Since starting this blog I have pretty much kept up a consistent 2 posts per week schedule. I was worried that if I didn’t keep up with the schedule that I would fall off the bandwagon and the blog would go to rack and ruin. But this week I have had serious jet lag from visiting Germany and knew that if I tried to do my regular Wednesday post it would probably have been riddled with mistakes. After way too much angst I decided to skip a post. And you know what? The world didn’t end. I am back posting today as per usual and I am sure most people didn’t even notice the blip in my schedule.

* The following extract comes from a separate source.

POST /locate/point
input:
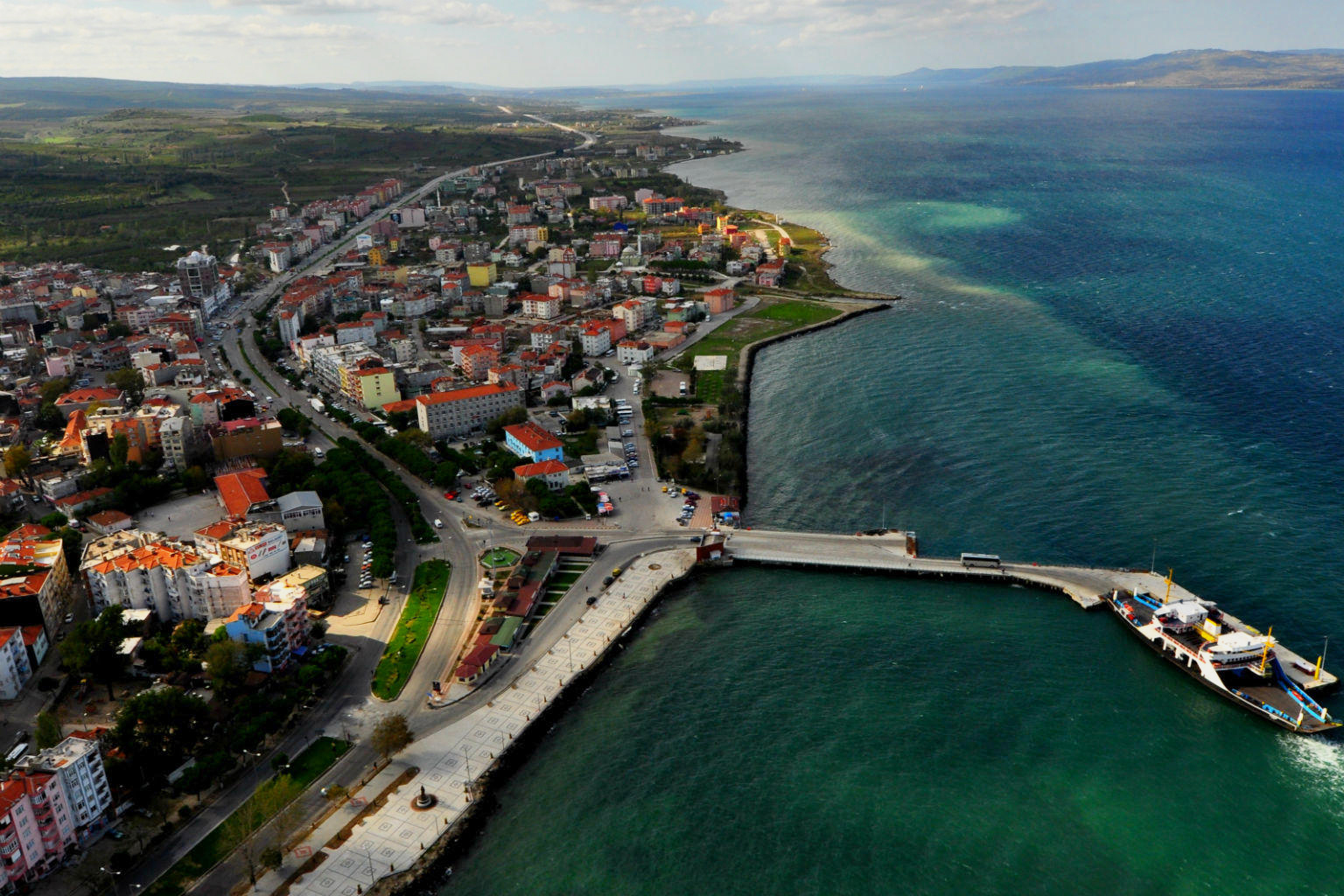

And the same thing applies if you are trying to lose weight. You are going to have days when you fall off the wagon. But it isn’t the end of the world and I think if you are too strict with yourself for too long when you do fall off the wagon you are going to do it in a much bigger way than if you cut yourself a bit of slack. Of course that doesn’t mean you can continuously cut yourself slack and still expect to lose weight but a treat every now and again is a good thing.
High expectations are a great thing and you should set goals for yourself that stretch and challenge yourself but not to the extent that you set yourself up for failure.
Do you agree? Can you do in moderation or are you an all or nothing kind of person? Are you good at getting back on track after a diversion?
And of course it is possible to do healthy but still super delicious like this recipe for Caramelized Black Pepper Chicken from Mike at The Iron You. I couldn’t go past this recipe when it had caramelized in the title. I have a bit of a thing for anything caramelized. That whole sweet without being super sugary. The pepper just adds a good kick so the sweetness doesn’t overwhelm everything.
The original recipe says it is a 15 minute dish. It is in terms of cooking time but you add an extra 5 to 10 minutes for preparation. But that is still a pretty quick meal and it only has about 295 calories.
To make this for one I used the following ingredients:
- 130g of skinless, boneless chicken breast cut into bite sized pieces
- 1 tbs of brown sugar
- 1 tbs of fish sauce
- 1 tbs of water
- 2 tsps of rice wine vinegar
- 1/2 a tsp of minced garlic (equal to about 1/2 a clove)
- 1/2 tsp of minced ginger
- 1/4 tsp of freshly ground black pepper
- 1/2 tsp of dried chili flakes
- 1 tsp of sesame oil
- 1 small onion, sliced
- Fresh shredded coriander to garnish
Follow the instructions on the Iron You, keeping an eye on the chicken. Because of the smaller amount of chicken, mine cooked a couple of minutes quicker than the original and you don’t want over cooked chicken.